Um feira literária não é feita apenas de livros. Um evento da dimensão da Feira do Livro de Porto Alegre envolve milhares de pessoas, desde os organizadores até o público. Com o passar dos anos, algumas delas ficam na memória dos frequentadores pela presença marcante e contínua.
Iniciada na sexta-feira (30), a 66ª edição da Feira tem programação exclusivamente online. Entre os convidados, está um experiente frequentador das sessões de autógrafos e debates da Praça da Alfândega, o escritor Alcy Cheuiche. Desde o lançamento de seu primeiro romance, O Gato e a Revolução, em 1967, o autor já lançou mais de cem livros na Feira – 86 deles são coletâneas organizadas a partir de oficinas.
Nesta sexta-feira (6), às 19h, Cheuiche participará de um debate sobre a reedição da coletânea Água: Elemento Essencial da Vida; e no dia 13, também às 19h, estará em um bate-papo sobre poesia e declamação. O escritor sente falta da Praça da Alfândega, porém está satisfeito com a possibilidade de participar a distância:
— É claro que dá saudade. Mas perdi uma amigo de infância no primeiro dia de pandemia. Temos que cuidar pelo menos da saúde dos outros.
Diferentemente de Cheuiche, muitos personagens conhecidos da Feira não estão presentes nesta edição pela internet. É o caso da "voz do poste", que jamais era vista em seu trabalho, mas se fazia notar a todo instante pelos alto-falantes da Praça da Alfândega. A dona da voz que costuma passar informações ao público é a jornalista Clea Motti.
— Trabalho desde o ano 2000 como a "voz do poste". Era para ser por apenas uma edição, mas desde então segui na função ininterruptamente. Justo quando iria completar 20 anos, não será possível participar — lamenta Clea.
Clea trabalha como revisora de textos acadêmicos e literários ao longo do ano, mas a primeira quinzena de novembro costumava ser integralmente dedicada à Feira. Em dias mais movimentados, a locutora permanecia até 12 horas atrás do microfone.
— É uma rotina intensa. A gente dorme e acorda pensando no momento em que estará de volta à praça. Sempre imaginei que, quando não fosse mais a "voz do poste", aproveitaria para voltar à Feira para passear, olhar as bancas, conversar. Mas, por ironia do destino, está sendo diferente — conta Clea.
Mais um veterano de Feira do Livro é o pipoqueiro José Alves Valêncio, o Zé da Pipoca. Sua pipoca de queijo se tornou famosa entre os frequentadores mais assíduos da Praça da Alfândega. Valêncio frequenta o evento desde 1968. Histórias para contar não faltam. Há desde enxame de abelhas, com direito a intervenção dos bombeiros, até temporais diluvianos, com água batendo nos joelhos e livros navegando a enxurrada.
— No tempo em que a Feira não era coberta, a chuva incomodava muito. Mas foram os melhores anos.

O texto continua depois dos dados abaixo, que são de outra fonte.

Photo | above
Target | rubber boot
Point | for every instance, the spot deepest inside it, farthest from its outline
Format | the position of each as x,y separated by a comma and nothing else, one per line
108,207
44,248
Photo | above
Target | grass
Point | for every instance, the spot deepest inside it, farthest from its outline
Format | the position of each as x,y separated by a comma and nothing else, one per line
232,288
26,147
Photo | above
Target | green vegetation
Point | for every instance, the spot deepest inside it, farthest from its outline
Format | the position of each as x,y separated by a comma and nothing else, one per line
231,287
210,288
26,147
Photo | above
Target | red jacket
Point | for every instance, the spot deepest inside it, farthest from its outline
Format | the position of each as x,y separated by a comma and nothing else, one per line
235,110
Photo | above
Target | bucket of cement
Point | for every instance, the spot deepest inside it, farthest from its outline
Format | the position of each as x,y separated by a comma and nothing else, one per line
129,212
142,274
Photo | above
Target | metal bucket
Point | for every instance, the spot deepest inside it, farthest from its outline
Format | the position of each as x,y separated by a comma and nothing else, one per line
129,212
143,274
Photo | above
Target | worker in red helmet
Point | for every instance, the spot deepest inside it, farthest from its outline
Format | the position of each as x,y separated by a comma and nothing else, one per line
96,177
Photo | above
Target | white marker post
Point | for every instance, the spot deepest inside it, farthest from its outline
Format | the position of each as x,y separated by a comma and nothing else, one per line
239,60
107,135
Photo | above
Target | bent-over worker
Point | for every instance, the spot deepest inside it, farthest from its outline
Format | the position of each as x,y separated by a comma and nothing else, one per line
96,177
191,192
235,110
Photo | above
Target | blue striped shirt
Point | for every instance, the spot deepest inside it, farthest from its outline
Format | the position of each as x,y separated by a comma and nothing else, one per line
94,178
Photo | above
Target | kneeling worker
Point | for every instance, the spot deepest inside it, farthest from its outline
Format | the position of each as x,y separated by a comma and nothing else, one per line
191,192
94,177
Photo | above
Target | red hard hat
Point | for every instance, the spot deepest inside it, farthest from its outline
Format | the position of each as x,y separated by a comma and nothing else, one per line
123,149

Parece que o evento decaiu quando colocaram a cobertura. O povo gosta da liberdade de passear a céu aberto — opina Valêncio.
O pipoqueiro já recebeu até homenagem da Câmara Rio-Grandense do Livro e lançou sua própria obra: Zé da Pipoca: 50 Anos na Feira do Livro. Durante décadas, ele trabalhava diariamente em frente ao Colégio La Salle Dores, na Rua Riachuelo. Hoje aos 70 anos, presta seus serviços apenas eventualmente, em eventos da Capital e do Interior. Na pandemia, desmontou o carrinho de pipoca para reformá-lo. Espera que no próximo ano esteja reluzente para voltar à praça.
— Se o evento voltar no ano que vem, estarei lá. A Feira é meu xodó — diz Valêncio.